Last time I checked, there are way more names possible in English than I used in the ~200 examples I trained on.

Overall, it may be worth you doing a little experiment to see which method gives you better recognition.

Yea, I saw how lookup tables work. And yes, you’re right. Lookup tables are limited to the examples in the file. As of now, for my use case, lookup tables seem to do what I need. I’ll try out some other pipelines as well to see what works best.

Continuing the discussion from Name entity not extracting:

Same problem here. As Sibish Basheer said: “what is the point with deep learning if names has to be a look?” When I say to the bot “My name is [John] (PERSON)”, with PERSON as a slot, I’d like the robot to answer “nice to meet you [John]”, whatever name I put between brackets. It should work like a function: for any data between [ ], answer: nice to meet you [data]. Same thing for translation. If I tell the bot: translate [this] (translation) to Spanish, with a custom action to translate the slot “translation”, I hope the robot will translate any data between the brackets. Is there a way to force the bot to do that?
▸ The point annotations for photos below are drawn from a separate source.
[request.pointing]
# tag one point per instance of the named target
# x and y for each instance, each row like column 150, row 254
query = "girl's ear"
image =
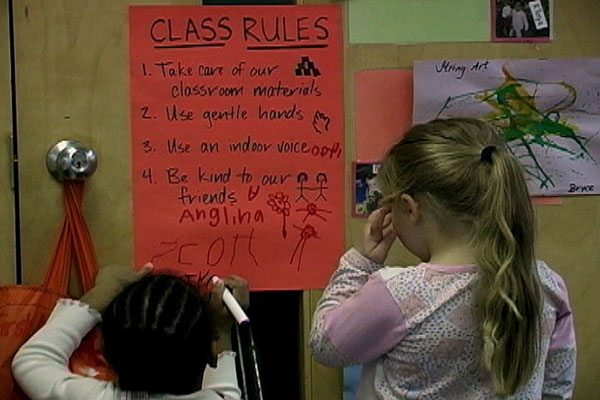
column 410, row 207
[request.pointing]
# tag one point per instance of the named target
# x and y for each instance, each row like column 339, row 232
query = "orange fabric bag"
column 25, row 308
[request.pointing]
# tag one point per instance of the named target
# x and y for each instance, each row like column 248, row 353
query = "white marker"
column 232, row 305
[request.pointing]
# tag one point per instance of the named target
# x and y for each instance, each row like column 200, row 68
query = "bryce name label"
column 574, row 188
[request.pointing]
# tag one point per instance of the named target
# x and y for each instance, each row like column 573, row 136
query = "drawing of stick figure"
column 306, row 233
column 301, row 178
column 322, row 181
column 279, row 202
column 312, row 209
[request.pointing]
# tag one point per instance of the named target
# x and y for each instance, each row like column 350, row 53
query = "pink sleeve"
column 368, row 324
column 559, row 373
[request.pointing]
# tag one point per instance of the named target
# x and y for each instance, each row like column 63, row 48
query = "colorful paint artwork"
column 547, row 109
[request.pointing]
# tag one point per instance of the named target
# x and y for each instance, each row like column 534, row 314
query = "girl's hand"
column 378, row 236
column 110, row 281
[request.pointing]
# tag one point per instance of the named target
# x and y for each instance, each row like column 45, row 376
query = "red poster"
column 237, row 141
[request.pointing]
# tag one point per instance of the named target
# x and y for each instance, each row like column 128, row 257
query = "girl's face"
column 408, row 221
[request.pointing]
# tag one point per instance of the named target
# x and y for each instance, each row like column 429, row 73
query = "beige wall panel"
column 569, row 242
column 72, row 82
column 7, row 225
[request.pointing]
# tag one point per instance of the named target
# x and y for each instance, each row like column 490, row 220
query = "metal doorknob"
column 71, row 160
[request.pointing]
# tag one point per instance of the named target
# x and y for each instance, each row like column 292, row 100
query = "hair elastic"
column 486, row 153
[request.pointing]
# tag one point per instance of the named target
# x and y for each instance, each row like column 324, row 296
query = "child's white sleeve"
column 559, row 373
column 41, row 366
column 223, row 379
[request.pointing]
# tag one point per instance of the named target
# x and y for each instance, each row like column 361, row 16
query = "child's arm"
column 41, row 366
column 356, row 319
column 559, row 376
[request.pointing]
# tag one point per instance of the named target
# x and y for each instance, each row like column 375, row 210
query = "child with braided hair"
column 479, row 318
column 161, row 336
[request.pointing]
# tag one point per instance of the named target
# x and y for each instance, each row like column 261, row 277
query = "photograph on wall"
column 521, row 21
column 547, row 111
column 366, row 192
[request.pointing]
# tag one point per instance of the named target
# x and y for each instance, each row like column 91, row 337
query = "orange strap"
column 75, row 240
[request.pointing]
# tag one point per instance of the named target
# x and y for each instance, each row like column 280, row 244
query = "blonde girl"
column 479, row 318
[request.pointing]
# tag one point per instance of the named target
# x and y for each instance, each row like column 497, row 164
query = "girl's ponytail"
column 509, row 294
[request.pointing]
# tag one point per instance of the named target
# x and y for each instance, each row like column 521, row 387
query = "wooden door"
column 7, row 226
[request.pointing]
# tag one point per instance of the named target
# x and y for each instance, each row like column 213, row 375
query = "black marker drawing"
column 279, row 202
column 313, row 210
column 321, row 179
column 321, row 122
column 301, row 178
column 306, row 67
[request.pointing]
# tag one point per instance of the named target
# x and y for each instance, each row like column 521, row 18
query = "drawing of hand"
column 378, row 236
column 321, row 122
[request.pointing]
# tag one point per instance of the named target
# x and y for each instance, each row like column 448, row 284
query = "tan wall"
column 72, row 83
column 7, row 226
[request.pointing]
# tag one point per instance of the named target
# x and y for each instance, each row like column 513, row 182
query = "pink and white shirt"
column 414, row 330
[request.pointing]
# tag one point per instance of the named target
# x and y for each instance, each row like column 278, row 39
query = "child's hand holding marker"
column 378, row 236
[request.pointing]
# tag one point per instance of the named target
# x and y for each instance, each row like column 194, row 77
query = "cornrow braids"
column 157, row 336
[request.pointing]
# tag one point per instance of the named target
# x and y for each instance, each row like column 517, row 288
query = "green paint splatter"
column 524, row 125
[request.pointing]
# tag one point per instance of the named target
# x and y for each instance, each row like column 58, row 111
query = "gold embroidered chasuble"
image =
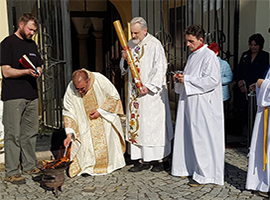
column 98, row 134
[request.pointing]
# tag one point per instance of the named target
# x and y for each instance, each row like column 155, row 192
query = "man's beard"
column 136, row 41
column 24, row 36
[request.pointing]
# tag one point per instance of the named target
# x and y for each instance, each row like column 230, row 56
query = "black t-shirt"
column 12, row 49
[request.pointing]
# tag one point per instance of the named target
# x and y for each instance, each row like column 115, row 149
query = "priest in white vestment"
column 199, row 147
column 149, row 127
column 258, row 176
column 91, row 114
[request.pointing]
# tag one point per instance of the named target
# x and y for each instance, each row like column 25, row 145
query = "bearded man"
column 20, row 97
column 149, row 126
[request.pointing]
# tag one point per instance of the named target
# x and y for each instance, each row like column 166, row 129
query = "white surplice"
column 257, row 179
column 149, row 124
column 199, row 147
column 74, row 108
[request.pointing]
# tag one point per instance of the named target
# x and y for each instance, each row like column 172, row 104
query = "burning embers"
column 54, row 171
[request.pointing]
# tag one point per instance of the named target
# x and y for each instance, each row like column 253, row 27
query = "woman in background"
column 252, row 66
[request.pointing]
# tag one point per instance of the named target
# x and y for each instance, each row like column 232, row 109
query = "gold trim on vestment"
column 74, row 167
column 113, row 106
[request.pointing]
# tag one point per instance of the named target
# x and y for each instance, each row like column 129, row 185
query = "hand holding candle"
column 129, row 58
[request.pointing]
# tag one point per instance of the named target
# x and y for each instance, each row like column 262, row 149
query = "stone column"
column 99, row 51
column 83, row 56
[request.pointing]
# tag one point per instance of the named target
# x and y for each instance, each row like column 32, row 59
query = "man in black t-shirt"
column 20, row 97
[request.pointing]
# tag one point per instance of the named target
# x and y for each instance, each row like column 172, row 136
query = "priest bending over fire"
column 91, row 114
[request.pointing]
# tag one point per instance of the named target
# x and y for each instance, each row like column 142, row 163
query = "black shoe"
column 85, row 175
column 140, row 167
column 194, row 183
column 263, row 194
column 157, row 167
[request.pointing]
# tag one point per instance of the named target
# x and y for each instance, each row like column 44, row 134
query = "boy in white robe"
column 199, row 147
column 258, row 176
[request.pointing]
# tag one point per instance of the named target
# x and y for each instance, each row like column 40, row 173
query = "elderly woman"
column 252, row 66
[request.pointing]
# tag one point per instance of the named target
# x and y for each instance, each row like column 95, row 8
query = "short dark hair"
column 26, row 17
column 195, row 30
column 214, row 47
column 258, row 38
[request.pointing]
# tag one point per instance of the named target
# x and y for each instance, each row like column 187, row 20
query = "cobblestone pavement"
column 122, row 184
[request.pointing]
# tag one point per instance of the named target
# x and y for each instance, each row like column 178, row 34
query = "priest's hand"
column 67, row 140
column 124, row 54
column 181, row 77
column 253, row 87
column 242, row 86
column 259, row 82
column 144, row 91
column 94, row 115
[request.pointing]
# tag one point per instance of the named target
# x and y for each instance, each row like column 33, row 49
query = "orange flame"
column 62, row 160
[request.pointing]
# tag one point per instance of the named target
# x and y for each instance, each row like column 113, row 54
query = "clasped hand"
column 178, row 78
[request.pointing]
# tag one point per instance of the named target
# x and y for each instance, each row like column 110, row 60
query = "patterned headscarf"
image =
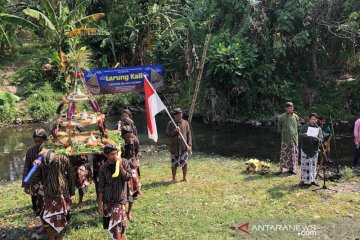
column 109, row 148
column 41, row 133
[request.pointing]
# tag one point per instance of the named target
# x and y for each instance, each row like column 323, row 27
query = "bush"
column 8, row 112
column 42, row 103
column 347, row 175
column 34, row 77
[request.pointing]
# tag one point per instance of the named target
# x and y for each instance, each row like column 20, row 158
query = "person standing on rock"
column 113, row 193
column 288, row 124
column 327, row 132
column 35, row 189
column 130, row 152
column 178, row 149
column 357, row 142
column 57, row 175
column 310, row 150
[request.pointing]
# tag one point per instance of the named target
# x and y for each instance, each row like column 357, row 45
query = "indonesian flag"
column 154, row 105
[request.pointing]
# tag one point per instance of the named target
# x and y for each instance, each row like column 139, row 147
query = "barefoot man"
column 178, row 149
column 288, row 124
column 113, row 193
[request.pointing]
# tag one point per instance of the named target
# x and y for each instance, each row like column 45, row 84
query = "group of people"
column 315, row 136
column 52, row 186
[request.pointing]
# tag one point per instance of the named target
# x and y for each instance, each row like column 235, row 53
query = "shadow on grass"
column 279, row 191
column 156, row 184
column 254, row 177
column 16, row 233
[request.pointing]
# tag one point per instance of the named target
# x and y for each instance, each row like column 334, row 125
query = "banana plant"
column 7, row 23
column 62, row 22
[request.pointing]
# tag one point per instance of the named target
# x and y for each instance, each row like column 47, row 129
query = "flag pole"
column 167, row 111
column 172, row 120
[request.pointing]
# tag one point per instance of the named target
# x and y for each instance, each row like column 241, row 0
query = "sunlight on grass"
column 217, row 199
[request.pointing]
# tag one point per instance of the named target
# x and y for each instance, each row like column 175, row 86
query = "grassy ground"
column 219, row 197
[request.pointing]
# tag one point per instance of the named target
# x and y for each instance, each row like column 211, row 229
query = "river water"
column 230, row 140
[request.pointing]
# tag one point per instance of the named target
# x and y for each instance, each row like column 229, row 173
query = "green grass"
column 219, row 197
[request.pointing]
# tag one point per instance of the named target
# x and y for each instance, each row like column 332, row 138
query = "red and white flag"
column 154, row 105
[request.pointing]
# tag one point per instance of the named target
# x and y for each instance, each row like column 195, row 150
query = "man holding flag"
column 178, row 130
column 179, row 148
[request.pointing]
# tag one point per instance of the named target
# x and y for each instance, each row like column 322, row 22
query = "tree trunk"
column 314, row 59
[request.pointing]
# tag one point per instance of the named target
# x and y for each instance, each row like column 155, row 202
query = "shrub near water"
column 42, row 103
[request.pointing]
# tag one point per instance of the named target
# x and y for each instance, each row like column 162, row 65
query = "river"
column 227, row 140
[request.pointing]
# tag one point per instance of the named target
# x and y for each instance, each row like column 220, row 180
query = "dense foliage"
column 261, row 53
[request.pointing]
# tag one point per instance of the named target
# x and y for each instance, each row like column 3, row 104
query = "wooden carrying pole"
column 198, row 81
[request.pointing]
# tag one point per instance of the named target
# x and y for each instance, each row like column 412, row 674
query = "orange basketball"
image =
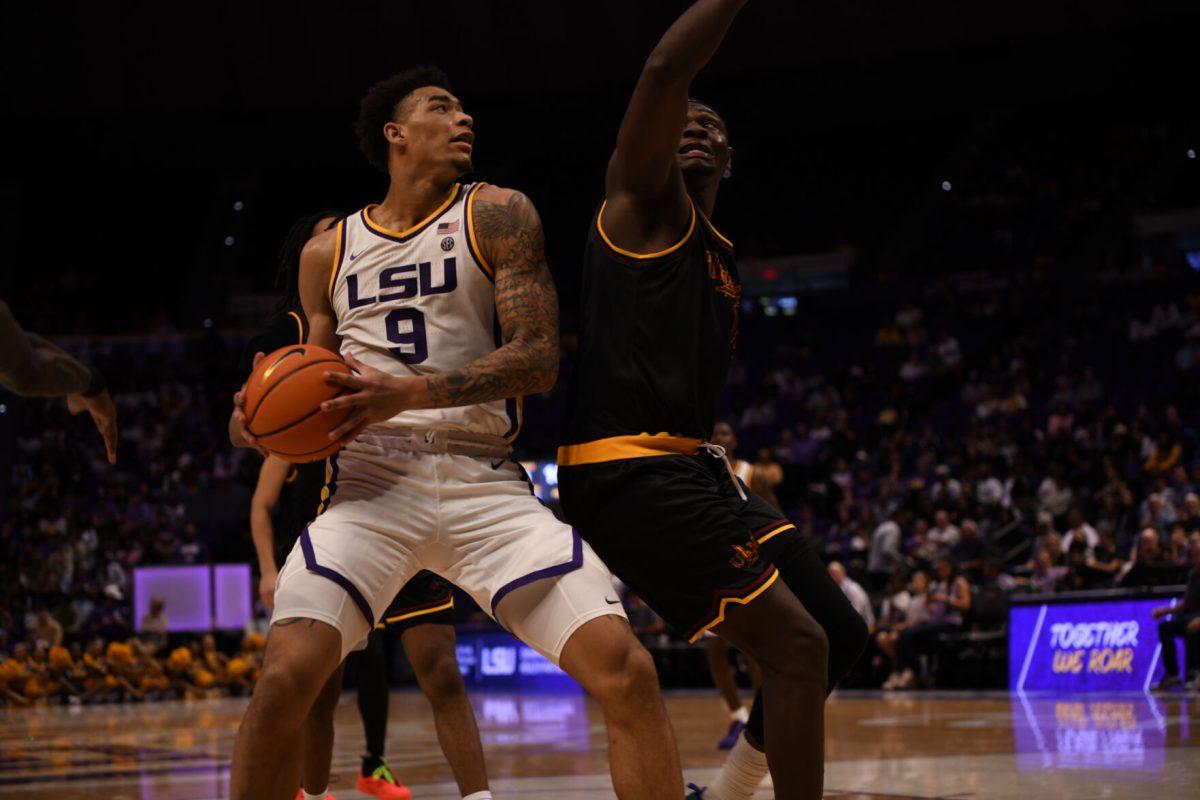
column 283, row 397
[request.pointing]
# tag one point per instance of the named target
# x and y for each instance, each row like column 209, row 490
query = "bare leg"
column 605, row 657
column 317, row 737
column 718, row 653
column 301, row 654
column 431, row 650
column 793, row 654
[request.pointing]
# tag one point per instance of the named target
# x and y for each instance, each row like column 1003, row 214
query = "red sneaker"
column 383, row 785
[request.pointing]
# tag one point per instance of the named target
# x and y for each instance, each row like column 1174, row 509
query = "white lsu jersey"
column 421, row 301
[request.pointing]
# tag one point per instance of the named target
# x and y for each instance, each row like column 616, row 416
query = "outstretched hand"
column 239, row 433
column 102, row 413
Thanks.

Hi,

This can be done using slots. Your template must have something like this:

utter_greet
 - nice to meet you {PERSON}

The person will be replaced with the slot value which is John in this case.

Alternately, you can also use custom actions to do the same.

Yes, that is exactly what I did. But the problem is for many names, the bot doesn’t identify them as “names” in the slot. So the bot answers : Nice to meet you “None”. Instead of: Nice to meet you “the name”. I don’t know how to force the bot to repeat the [name], be it strange or uncommon.

If the bot is returning None, it means the nlu was unable to extract the Name. You can check the logs and see if the entity was identified and if the slot was filled. Names are sometimes difficult to identify because there can be millions of possibilities. In this case, provide the nlu with more examples or you can use a lookup table.

Yes, I will will try out as you suggest. But wouldn’t it be possible to force the bot to accept any data between the brackets as a name to repeat? So if I say: my name is umbrella, I would like the bot to answer: Nice to meet you “umbrella”, instead of nice to meet you “None”. Even if umbrella is not a given name. Why is it so difficult to get that result? Did I miss something?

Actually, if the sentences are similar in structure like My name is xxxxxx then the bot will pick it up even if it’s not a PERSON entity because there is no way the algorithm would know that it isn’t a human name. Maybe this has something to do with the spacy’s PERSON entity.

Try using your own ner_crf instead of PERSON and see what happens, I’m guessing it should work.

Does a ‘name’ have to occur at least once in the training data for CRF to be able to recognize it?